Hannah Cundey, a marketing major at The Catholic University of America, told the Register about how the pandemic created hurdles in her career path, but also helped her to refocus on what’s most important. The biggest challenge initially, she said, was virtual classes, because she “really enjoyed being in the classroom, working with friends, meeting with professors outside of class time, and that was really hard to do in a virtual world.” She was inspired by “seeing the professors try to work as hard as they could to make it accommodating.” 

She experienced spiritual growth, as well, saying the time helped her realize “what a gift Mass is,” with “Mass being something that was taken away for so long and then coming back, especially the second semester, here at Catholic University. I really treasured those days when I could RSVP to go or to go in person. Mass has always been a staple for me.”

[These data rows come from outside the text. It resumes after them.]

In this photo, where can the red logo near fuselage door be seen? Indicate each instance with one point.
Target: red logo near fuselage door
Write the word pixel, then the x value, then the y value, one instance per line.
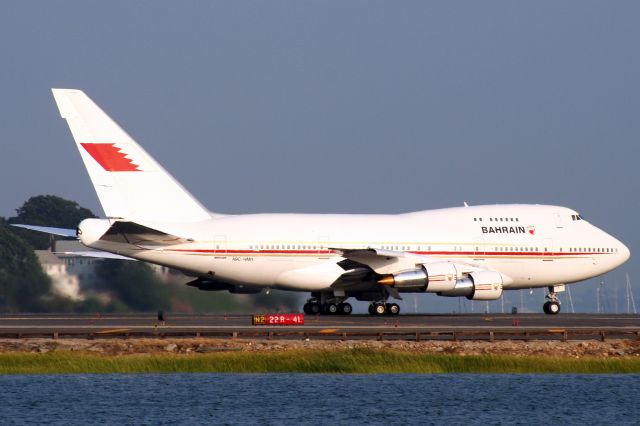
pixel 110 157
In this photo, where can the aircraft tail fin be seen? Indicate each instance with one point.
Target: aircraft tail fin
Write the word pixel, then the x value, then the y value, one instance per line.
pixel 129 182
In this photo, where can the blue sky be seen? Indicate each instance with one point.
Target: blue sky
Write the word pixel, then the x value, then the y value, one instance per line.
pixel 339 106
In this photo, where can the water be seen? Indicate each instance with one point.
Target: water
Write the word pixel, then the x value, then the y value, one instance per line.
pixel 301 399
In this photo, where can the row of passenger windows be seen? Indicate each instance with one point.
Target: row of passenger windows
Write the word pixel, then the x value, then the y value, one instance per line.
pixel 428 248
pixel 498 219
pixel 284 247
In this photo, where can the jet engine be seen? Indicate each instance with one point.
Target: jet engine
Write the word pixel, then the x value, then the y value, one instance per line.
pixel 446 279
pixel 480 285
pixel 214 285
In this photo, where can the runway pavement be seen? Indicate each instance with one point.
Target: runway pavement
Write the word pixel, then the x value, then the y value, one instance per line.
pixel 72 323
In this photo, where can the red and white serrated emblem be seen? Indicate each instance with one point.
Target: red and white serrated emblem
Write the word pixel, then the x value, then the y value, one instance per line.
pixel 110 157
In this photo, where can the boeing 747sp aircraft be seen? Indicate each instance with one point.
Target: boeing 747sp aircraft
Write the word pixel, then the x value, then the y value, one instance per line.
pixel 475 252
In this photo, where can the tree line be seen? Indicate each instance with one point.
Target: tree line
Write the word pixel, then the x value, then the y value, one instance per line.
pixel 118 285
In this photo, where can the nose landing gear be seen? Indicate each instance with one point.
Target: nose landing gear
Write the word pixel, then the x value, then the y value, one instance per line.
pixel 552 305
pixel 313 307
pixel 380 308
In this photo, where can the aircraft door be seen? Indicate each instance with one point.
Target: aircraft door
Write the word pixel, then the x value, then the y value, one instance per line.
pixel 557 217
pixel 478 247
pixel 323 247
pixel 547 249
pixel 220 246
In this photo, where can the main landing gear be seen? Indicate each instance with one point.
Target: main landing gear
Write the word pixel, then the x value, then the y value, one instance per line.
pixel 380 308
pixel 314 307
pixel 552 305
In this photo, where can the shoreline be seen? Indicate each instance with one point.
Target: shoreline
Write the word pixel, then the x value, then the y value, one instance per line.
pixel 78 356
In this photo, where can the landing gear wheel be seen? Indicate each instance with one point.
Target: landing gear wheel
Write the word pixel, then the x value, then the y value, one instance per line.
pixel 331 308
pixel 551 308
pixel 313 308
pixel 379 309
pixel 393 308
pixel 345 308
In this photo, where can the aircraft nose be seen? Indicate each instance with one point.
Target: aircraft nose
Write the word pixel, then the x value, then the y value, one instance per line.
pixel 624 253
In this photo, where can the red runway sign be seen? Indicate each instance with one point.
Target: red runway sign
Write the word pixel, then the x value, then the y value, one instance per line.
pixel 278 319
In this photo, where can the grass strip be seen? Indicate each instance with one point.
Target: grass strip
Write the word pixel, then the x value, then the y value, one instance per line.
pixel 354 361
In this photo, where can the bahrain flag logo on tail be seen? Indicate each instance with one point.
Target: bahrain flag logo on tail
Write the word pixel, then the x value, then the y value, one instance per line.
pixel 110 157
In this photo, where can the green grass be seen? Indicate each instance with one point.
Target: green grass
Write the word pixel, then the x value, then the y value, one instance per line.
pixel 338 361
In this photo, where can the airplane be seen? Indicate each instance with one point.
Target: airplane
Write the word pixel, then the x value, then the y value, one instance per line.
pixel 475 252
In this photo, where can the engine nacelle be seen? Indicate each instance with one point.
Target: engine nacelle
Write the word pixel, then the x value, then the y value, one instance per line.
pixel 432 277
pixel 481 285
pixel 213 285
pixel 445 279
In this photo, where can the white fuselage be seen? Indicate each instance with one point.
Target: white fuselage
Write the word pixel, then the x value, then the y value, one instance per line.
pixel 530 245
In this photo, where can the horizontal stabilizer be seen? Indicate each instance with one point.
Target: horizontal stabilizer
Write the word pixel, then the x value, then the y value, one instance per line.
pixel 95 254
pixel 136 234
pixel 63 232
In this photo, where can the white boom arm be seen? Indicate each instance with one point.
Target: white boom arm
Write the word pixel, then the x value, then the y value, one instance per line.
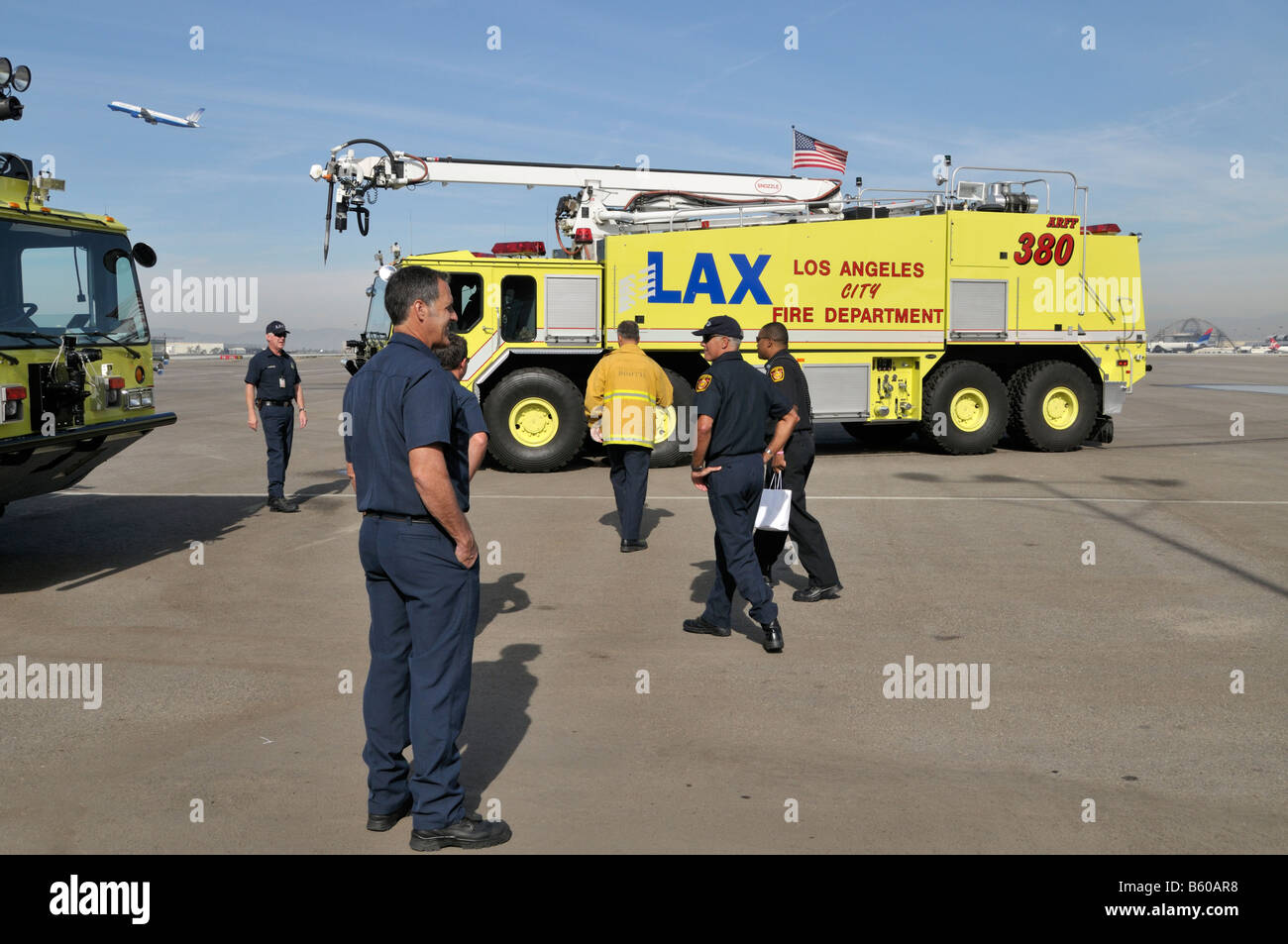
pixel 608 200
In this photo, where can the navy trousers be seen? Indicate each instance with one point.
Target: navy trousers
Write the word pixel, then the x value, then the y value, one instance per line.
pixel 629 475
pixel 805 531
pixel 278 426
pixel 734 494
pixel 424 612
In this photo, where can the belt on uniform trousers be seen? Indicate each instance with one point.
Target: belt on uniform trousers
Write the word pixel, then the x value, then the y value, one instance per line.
pixel 390 517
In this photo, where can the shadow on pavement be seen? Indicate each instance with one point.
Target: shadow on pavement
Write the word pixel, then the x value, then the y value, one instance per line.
pixel 648 522
pixel 67 541
pixel 309 492
pixel 500 597
pixel 497 719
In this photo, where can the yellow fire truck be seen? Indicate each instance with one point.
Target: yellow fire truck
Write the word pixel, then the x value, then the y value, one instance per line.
pixel 75 355
pixel 965 313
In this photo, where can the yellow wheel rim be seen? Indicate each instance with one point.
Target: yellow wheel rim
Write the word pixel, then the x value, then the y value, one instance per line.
pixel 1060 407
pixel 969 410
pixel 533 421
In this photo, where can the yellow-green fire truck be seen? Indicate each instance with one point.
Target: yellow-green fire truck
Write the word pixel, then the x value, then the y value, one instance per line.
pixel 966 313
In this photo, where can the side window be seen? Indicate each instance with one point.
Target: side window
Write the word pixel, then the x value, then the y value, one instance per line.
pixel 468 296
pixel 518 308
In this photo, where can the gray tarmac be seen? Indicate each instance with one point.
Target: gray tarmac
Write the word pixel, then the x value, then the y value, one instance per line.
pixel 1109 682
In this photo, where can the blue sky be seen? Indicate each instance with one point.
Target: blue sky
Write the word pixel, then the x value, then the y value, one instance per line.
pixel 1149 119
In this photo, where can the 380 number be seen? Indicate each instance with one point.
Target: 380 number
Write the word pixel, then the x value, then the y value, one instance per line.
pixel 1042 249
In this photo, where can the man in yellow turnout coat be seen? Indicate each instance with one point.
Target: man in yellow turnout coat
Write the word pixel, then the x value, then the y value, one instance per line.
pixel 621 393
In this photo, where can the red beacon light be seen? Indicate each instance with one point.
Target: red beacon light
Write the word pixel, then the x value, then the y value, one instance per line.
pixel 532 248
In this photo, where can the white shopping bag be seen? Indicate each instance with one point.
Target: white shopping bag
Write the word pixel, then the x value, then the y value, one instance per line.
pixel 776 505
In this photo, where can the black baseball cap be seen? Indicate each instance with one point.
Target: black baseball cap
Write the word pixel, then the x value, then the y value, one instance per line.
pixel 720 325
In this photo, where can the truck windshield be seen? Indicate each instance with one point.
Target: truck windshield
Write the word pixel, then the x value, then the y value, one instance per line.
pixel 377 318
pixel 59 281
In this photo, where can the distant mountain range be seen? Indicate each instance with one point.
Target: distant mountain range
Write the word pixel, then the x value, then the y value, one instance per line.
pixel 301 340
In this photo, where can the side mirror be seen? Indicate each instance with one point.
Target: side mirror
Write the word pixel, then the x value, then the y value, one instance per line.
pixel 145 256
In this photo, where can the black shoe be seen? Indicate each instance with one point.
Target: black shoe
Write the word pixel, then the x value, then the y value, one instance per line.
pixel 814 592
pixel 703 625
pixel 381 822
pixel 773 636
pixel 468 832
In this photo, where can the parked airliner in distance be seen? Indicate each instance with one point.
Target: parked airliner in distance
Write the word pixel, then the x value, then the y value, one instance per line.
pixel 158 117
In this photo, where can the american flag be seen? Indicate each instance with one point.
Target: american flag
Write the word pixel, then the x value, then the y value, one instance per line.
pixel 810 153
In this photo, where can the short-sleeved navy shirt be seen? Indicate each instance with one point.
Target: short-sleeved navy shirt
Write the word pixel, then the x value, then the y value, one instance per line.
pixel 786 373
pixel 400 399
pixel 738 398
pixel 467 420
pixel 273 374
pixel 469 412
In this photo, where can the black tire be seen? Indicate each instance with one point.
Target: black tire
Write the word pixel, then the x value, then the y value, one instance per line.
pixel 1028 390
pixel 880 436
pixel 566 402
pixel 670 452
pixel 938 394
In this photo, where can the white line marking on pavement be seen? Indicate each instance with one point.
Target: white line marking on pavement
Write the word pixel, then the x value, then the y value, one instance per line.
pixel 702 497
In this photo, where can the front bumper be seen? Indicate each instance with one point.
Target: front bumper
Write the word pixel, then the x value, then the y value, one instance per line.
pixel 33 465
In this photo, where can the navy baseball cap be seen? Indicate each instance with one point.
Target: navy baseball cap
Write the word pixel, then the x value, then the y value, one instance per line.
pixel 720 325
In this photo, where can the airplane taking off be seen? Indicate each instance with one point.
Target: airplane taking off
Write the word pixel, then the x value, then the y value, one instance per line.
pixel 158 117
pixel 1185 343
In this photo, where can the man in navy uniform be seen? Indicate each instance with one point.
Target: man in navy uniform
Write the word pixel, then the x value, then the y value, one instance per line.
pixel 471 430
pixel 733 402
pixel 795 463
pixel 271 385
pixel 421 570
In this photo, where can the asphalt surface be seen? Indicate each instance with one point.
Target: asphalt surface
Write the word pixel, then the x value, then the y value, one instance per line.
pixel 1108 682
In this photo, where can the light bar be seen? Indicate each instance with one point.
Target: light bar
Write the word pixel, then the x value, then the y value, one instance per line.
pixel 532 248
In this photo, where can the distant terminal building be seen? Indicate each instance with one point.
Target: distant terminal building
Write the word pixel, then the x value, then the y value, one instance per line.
pixel 1189 334
pixel 180 348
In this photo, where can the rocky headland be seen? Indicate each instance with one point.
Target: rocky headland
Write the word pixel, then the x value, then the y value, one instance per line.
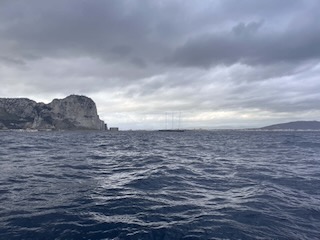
pixel 71 113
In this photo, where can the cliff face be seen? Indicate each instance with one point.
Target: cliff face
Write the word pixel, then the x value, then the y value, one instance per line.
pixel 71 113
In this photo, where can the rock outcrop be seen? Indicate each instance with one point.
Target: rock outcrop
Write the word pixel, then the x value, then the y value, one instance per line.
pixel 71 113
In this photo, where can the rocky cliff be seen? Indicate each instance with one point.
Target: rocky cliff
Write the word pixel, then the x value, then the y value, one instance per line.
pixel 71 113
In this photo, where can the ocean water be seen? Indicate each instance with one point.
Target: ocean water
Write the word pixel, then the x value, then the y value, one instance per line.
pixel 160 185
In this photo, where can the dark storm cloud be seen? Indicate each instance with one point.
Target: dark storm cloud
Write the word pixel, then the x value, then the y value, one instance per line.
pixel 205 56
pixel 201 34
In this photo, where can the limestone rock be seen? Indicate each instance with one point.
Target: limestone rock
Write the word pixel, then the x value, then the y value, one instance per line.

Cundey had a summer internship fall through due to COVID, and she credited the sales program at Catholic University for their help in job hunting and career discernment. Ultimately, she was connected with the tech company memoryBlue, where she was impressed with the people and the interview process. She’ll be starting as a sales development representative for the company in the summer. 

She anticipated that while “the world is somehow coming back to normal, I don’t think it’ll ever be the same normal. ... I’m really interested to see if I go back into the office what that will look like.” 

She added, “COVID really brought me to realize who the really important people were in my life and those who were going to stand by me physically, emotionally and spiritually.” 

 

Learning to Rely on God

Bridget Duffy, an English language and literature major at Christendom College in Front Royal, Virginia, was studying abroad in Rome when the COVID pandemic hit. She told the Register that adapting to all the changes was a learning experience. She and her fellow classmates who were sent home from Rome discussed how “this is just teaching us to rely on God and work with the moment that he has given us. There’s an element of ‘all I have right now is the present moment in front of me, and God’s given me that, and I have to do with that the very best that I can.’” 

Duffy said that virtual learning was “especially difficult” during the end of her junior year because Christendom is “a very person-to-person experience.” The students were very happy to return in the fall to campus, for in-person classes with various COVID precautions in place. As a cross-country runner, she was grateful that the college arranged a league that competed for the local community. She said it “meant a lot to me as a senior who loves running to have that season.” 

Duffy is headed to Scottsdale, Arizona, to teach middle school literature and history at a private Catholic school, the Ville De Marie Academy. Heading to Scottsdale was another unexpected move for her, but, she said, “Christendom has a great network, and I was able to utilize that and make some connections even all the way out in Arizona, and I went off to visit and really loved it.”

“The biggest thing I’ve learned is appreciation of the moment I have right in front of me,” she said, “but also this deep awareness of the fact that there’s a master plan; even when it doesn’t feel like anybody knows what’s going on, there is Somebody who knows what’s going on, and he has everything in control.”